CONVERSAS DE BOTEQUIM

O mundo pode ser visualizado a partir da mesa do botequim. Basta a cerveja estar gelada e os preços serem acessíveis. Um prato com tira-gostos também ajuda nas elucubrações filosóficas. Evidentemente, a palavra elucubrações jamais deve ser pronunciada nesse tipo de ambiente. Em contrapartida, pode-se falar sobre qualquer outro assunto, incluindo sexo, drogas e samba, o resultado do jogo do bicho, a previsão do tempo e os tropeços afetivos.

Conversas de Botequim, livro organizado por Henrique Rodrigues e Marcelo Moutinho, reúne vinte contos baseados nas músicas de Noel Rosa. Em outras palavras, vinte histórias de amor que terminaram mal. Nenhuma novidade. Há quem sustente a tese (controversa) de que a felicidade não combina com a literatura, a música e as artes em geral.
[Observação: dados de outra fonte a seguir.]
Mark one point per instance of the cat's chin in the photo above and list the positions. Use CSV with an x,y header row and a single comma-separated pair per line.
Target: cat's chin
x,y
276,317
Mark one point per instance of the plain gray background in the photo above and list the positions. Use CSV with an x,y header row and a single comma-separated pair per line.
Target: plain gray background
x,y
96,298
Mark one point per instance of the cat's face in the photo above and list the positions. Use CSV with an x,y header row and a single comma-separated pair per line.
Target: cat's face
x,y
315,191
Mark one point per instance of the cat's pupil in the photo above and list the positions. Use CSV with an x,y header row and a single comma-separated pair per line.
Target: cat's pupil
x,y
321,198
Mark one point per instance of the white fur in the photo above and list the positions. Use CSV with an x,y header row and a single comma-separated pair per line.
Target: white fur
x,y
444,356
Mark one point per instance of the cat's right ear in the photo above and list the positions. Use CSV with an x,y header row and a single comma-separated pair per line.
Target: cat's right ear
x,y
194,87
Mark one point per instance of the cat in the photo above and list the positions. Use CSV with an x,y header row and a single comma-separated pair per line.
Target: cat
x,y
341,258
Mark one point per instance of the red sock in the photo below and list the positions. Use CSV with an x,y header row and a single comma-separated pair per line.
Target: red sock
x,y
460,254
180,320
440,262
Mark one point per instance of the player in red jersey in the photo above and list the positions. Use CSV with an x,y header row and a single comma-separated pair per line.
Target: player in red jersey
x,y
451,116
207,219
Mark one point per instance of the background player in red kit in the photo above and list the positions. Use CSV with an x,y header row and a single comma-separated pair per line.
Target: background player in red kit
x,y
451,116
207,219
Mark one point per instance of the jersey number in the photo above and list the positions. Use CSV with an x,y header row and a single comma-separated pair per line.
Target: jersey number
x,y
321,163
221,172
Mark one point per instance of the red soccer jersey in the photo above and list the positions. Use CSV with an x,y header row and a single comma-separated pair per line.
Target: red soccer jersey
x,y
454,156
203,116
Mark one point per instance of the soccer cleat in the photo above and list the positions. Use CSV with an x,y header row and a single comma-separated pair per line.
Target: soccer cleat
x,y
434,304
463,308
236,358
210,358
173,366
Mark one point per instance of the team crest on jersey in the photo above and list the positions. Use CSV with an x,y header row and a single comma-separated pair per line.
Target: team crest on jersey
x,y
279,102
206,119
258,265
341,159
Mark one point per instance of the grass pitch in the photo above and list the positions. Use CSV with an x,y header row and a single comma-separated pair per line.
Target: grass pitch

Em contrapartida, os desastres (sejam dramas, sejam comédias) são festejados e descritos em toneladas de papel e hectolitros de tinta ou em orquestrados lamentos. O Brasil é o reino da dor-de-corno (no imaginário popular corre a ideia de que quem não é corno, um dia será).

Organizado em ordem alfabética pelo prenome dos autores, o livro inicia com Aldir Blanc e termina com Veronica Stigger. No meio da lista estão alguns dos escritores que integram o time principal da literatura brasileira contemporânea: Flávio Izhaki, Ivana Arruda Leite, Marcelino Freire, Socorro Acioli,...

A maior parte das vinte narrativas ocupa duas, três páginas. Coerente com a ideia de que o conteúdo supera a forma, em nenhuma delas há grandes experimentos estilísticos. Ao contrário, há uma busca constante pela linguagem coloquial, pela transmissão eficiente da mensagem. As exceções são Dama do Cabaré (Luisa Geisler) e Feitio de Oração (Rafael Gallo), que fogem (mas não muito) do estereótipo narrativo.

Noel Rosa (1910-1937)
De minha parte, sem desmerecer as outras narrativas, gostei muito dos textos escritos por Aldir Blanc, Alexandre Marques Rodrigues, Cintia Moscovich, Luiza Geisler e Sergio Leo. Em ritmo de samba-canção ou de bolero, são histórias que gravitam em torno das diversas formas de fracasso amoroso.

É com o corpo que se compreende as coisas, diz o narrador de Feitio de Oração, de Rafael Gallo. É através do corpo que a vida se manifesta em um mundo tumultuado, repleto de pressões e horrores. O corpo em decomposição está presente – de maneira surpreendente – no conto de Aldir Blanc (Feitiço da Vila). O corpo doente surge – de forma dolorosa – no conto de Alexandre Marques Rodrigues (Com que Roupa). O corpo desprezado se manifesta no conto de Cintia Moscovich (Pra que Mentir?). O corpo excitado marca ponto no conto de Luiza Geisler (Dama do Cabaré). O corpo insatisfeito – que quer ser outro – aparece no conto de Sergio Leo (Tarzan, o filho do Alfaiate). Evidentemente, o livro está repleto de atividades e sentimentos incorpóreos.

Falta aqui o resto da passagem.